Dicer ne nécessite pas de cation bivalent pour la liaison à l’ARNds substrat, mais en nécessite pour son activité de clivage. De plus, les ions Mg2+ stabilisent la dimérisation. La liaison à l’ARNds résiste à l’augmentation de la stringence ionique ( augmentation de KCl ), mais pas l’activité de clivage de Dicer ( Dicer devient inactif ).

Le clivage de l’ARNds ne nécessite pas d’ATP chez les Mammifères, mais pour la Drosophile et C.elegans, de l’ATP se lie au domaine ATPase/hélicase de Dicer. On a différentes hypothèses pour l’intérêt de l’hydrolyse de l’ATP:

-         pour le déplacement de Dicer le long de l’ARNds et  le déroulement local du substrat, deux étapes sans doute nécessaires à la réalisation du clivage de l’ARNds, bien que d’autres facteurs soient nécessaires pour l’activation du domaine ATPase-like de Dicer

-         pour permettre le relargarge du produit par l’enzyme et pour son transfert à la nucléase RISC

-         pour permettre un réarrangement structural de Dicer nécessaire pour la liaison et le clivage du substrat suivant

Ces deux dernières hypothèses expliqueraient que l’activité de Dicer soit plus lente pour les Mammifères.
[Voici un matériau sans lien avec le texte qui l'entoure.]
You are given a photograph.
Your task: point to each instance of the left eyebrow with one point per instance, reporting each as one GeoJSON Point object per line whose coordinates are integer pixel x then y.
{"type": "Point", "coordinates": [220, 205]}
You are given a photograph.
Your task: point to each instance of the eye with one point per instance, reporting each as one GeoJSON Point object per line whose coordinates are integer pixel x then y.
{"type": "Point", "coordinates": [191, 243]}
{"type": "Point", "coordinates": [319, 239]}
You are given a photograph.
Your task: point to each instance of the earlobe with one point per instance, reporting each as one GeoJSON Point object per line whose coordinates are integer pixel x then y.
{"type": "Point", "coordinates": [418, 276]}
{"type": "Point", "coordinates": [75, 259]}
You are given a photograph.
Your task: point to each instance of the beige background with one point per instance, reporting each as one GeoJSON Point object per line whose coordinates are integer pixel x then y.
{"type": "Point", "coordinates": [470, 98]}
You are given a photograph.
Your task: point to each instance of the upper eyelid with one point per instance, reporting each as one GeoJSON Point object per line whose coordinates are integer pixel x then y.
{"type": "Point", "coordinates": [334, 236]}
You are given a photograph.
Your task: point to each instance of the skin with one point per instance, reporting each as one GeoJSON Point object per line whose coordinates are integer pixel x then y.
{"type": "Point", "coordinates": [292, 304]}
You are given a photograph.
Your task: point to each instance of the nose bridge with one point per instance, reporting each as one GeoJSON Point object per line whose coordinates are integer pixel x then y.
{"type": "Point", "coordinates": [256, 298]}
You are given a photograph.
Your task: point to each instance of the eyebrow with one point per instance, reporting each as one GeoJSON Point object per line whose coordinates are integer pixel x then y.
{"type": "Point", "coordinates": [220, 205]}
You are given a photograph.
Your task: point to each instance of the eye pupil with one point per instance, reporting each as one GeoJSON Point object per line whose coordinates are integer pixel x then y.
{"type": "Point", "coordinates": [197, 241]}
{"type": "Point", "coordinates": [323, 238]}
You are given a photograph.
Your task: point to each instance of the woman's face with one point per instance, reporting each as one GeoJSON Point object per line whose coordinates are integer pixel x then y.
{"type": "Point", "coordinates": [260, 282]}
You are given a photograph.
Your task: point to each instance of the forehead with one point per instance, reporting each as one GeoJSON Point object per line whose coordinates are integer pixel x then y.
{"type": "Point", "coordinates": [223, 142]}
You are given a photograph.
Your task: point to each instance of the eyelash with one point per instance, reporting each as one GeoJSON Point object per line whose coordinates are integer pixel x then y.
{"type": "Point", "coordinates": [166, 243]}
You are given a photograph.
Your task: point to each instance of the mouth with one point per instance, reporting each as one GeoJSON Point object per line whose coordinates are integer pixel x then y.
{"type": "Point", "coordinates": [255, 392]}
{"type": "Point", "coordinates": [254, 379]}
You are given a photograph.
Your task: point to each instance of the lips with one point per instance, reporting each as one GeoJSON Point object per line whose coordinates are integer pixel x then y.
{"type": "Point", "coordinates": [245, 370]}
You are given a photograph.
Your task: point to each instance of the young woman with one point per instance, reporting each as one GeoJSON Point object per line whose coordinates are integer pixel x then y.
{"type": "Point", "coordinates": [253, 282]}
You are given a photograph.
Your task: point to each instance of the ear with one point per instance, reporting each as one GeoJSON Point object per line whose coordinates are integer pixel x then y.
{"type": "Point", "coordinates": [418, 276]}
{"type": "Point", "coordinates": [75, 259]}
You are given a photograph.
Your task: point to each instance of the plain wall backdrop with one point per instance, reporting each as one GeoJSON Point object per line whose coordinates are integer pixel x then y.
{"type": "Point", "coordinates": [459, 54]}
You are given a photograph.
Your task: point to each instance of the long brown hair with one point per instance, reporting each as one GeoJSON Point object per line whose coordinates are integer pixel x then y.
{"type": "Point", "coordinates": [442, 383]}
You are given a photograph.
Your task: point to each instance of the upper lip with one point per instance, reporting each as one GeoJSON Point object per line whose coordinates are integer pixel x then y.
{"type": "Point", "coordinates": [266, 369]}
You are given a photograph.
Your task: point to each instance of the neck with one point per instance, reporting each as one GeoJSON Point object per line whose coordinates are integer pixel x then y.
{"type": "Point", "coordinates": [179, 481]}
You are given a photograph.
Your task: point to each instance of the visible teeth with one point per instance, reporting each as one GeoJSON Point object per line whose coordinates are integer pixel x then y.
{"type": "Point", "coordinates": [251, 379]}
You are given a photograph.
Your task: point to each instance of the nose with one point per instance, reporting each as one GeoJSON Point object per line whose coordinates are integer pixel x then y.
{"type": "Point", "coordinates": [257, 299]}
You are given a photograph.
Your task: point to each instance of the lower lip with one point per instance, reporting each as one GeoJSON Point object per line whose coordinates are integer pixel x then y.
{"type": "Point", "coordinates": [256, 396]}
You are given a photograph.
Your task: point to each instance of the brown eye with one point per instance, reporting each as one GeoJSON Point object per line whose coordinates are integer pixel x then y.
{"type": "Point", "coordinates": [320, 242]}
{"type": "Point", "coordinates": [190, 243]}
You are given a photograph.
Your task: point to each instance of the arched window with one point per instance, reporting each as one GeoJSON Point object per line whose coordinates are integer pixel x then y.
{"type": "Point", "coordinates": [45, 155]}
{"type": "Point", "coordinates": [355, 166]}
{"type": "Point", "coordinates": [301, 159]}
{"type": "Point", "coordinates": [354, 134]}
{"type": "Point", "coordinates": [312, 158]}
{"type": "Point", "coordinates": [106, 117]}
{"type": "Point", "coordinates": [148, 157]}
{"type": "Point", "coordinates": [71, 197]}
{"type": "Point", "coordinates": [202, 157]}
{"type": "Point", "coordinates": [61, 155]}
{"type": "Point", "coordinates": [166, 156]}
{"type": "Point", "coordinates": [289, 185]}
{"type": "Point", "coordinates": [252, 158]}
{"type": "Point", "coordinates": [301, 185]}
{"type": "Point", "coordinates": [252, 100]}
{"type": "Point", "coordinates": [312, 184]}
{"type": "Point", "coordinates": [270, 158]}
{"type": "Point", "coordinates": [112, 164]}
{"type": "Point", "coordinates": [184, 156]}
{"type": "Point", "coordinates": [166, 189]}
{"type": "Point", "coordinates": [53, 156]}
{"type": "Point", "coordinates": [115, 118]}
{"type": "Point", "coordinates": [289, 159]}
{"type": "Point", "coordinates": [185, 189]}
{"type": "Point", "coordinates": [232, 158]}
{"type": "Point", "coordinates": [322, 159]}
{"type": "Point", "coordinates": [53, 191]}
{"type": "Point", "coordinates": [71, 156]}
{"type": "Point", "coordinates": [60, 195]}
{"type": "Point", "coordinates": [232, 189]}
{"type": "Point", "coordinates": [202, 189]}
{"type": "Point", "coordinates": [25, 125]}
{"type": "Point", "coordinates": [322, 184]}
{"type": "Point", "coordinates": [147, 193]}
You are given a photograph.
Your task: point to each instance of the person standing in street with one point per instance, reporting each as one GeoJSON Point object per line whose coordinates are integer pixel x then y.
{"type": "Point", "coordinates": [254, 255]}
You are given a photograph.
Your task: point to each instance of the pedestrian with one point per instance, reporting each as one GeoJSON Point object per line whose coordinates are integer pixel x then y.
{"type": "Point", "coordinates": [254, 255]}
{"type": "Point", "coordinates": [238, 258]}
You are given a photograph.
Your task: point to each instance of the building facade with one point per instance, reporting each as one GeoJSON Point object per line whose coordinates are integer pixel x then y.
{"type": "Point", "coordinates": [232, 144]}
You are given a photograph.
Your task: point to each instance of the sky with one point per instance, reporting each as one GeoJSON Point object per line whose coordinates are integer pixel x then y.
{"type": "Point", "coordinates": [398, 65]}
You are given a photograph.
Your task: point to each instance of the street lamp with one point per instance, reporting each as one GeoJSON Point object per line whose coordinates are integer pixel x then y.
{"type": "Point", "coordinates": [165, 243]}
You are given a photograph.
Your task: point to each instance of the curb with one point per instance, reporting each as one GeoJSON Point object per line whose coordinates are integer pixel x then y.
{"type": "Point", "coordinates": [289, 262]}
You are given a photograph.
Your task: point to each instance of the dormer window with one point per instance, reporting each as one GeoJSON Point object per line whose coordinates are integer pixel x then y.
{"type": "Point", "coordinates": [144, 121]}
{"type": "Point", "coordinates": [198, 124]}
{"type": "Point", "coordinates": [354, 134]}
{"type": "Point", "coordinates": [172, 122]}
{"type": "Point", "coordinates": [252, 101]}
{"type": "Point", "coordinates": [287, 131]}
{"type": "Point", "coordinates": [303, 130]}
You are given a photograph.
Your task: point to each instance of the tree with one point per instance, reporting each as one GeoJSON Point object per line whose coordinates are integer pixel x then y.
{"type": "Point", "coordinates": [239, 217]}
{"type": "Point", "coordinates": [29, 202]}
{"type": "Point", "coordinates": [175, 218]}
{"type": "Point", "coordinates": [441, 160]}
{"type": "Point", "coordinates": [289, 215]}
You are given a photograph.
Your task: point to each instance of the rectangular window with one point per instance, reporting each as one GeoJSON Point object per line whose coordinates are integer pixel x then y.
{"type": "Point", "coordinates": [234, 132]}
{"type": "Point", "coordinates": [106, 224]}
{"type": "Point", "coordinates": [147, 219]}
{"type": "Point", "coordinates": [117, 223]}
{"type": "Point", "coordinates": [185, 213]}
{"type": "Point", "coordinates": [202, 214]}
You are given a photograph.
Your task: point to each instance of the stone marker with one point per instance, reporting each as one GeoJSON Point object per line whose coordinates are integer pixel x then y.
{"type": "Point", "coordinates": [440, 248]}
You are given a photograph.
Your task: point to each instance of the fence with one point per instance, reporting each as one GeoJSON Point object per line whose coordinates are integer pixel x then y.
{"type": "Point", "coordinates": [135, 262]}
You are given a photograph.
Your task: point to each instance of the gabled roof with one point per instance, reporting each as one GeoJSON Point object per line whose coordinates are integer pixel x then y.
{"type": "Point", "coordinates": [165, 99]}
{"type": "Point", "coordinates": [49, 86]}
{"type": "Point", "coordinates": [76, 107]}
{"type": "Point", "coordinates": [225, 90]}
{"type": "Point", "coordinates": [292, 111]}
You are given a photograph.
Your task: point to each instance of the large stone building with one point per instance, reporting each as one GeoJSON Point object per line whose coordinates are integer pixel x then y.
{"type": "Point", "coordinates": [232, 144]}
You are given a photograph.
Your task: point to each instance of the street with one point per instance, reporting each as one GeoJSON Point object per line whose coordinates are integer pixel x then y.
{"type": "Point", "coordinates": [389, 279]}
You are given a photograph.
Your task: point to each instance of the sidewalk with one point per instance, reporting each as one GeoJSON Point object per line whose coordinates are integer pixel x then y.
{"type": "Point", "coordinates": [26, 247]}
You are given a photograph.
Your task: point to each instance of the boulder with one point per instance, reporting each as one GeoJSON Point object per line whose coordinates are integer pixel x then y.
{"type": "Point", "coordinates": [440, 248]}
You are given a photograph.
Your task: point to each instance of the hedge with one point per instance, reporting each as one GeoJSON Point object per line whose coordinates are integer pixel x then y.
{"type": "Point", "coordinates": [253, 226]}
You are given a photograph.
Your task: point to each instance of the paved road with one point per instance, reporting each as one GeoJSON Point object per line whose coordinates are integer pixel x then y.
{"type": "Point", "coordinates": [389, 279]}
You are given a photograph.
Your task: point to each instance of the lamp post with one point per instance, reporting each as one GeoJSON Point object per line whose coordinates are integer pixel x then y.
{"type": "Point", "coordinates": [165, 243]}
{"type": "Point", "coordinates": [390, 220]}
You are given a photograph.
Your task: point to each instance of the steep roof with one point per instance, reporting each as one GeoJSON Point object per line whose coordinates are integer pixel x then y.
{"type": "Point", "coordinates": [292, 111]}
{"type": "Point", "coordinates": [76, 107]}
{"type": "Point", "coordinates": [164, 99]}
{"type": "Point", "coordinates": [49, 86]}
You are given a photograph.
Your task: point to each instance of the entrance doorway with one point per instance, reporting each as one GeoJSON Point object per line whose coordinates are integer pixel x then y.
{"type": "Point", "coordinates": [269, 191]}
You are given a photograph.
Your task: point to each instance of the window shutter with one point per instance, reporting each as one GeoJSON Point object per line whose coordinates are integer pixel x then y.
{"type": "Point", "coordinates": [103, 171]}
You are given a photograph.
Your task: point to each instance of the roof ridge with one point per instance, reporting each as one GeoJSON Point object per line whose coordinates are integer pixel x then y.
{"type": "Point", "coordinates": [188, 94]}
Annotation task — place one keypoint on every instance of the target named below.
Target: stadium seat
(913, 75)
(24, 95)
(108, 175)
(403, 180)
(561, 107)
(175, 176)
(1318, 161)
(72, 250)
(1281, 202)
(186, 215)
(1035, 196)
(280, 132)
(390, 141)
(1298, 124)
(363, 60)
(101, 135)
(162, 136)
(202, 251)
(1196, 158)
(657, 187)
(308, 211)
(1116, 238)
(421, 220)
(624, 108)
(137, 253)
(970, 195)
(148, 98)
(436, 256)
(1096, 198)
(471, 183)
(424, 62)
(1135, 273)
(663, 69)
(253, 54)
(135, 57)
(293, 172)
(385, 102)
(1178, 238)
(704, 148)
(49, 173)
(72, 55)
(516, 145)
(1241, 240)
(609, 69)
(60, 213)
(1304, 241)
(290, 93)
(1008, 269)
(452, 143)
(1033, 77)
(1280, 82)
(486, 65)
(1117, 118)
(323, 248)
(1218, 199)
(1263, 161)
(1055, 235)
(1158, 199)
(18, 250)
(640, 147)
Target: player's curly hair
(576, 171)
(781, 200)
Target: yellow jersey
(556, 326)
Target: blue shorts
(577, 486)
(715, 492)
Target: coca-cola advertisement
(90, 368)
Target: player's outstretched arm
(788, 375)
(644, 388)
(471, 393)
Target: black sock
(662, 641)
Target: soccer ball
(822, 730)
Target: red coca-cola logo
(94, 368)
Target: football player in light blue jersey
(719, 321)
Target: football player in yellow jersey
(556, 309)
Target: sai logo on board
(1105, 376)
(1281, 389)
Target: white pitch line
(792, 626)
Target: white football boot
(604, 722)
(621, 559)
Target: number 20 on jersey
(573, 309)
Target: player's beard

Dicer semble être localisée dans le réticulum endoplasmique, au moins pour Dicer humaine, ce qui est avantageux pour la production d’ARNmi et d’ARNsi, mais aussi pour l’augmentation de spécificité de Dicer, qui lui permet de discriminer les ARNds devant rendre silencieux des gènes, de ceux essentiels pour la traduction et pour d’autres processus ARN-dépendants.

On pense donc que le phénomène d’interférence de l’ARN a lieu à l’interface réticulum endoplasmique-cytosol. D’autres indices ont conduit à penser cela, comme le fait que les ARNs pré-messagers résistent au phénomène d’interférence de l’ARN, et que l’enzyme RISC peut être associée à des ribosomes.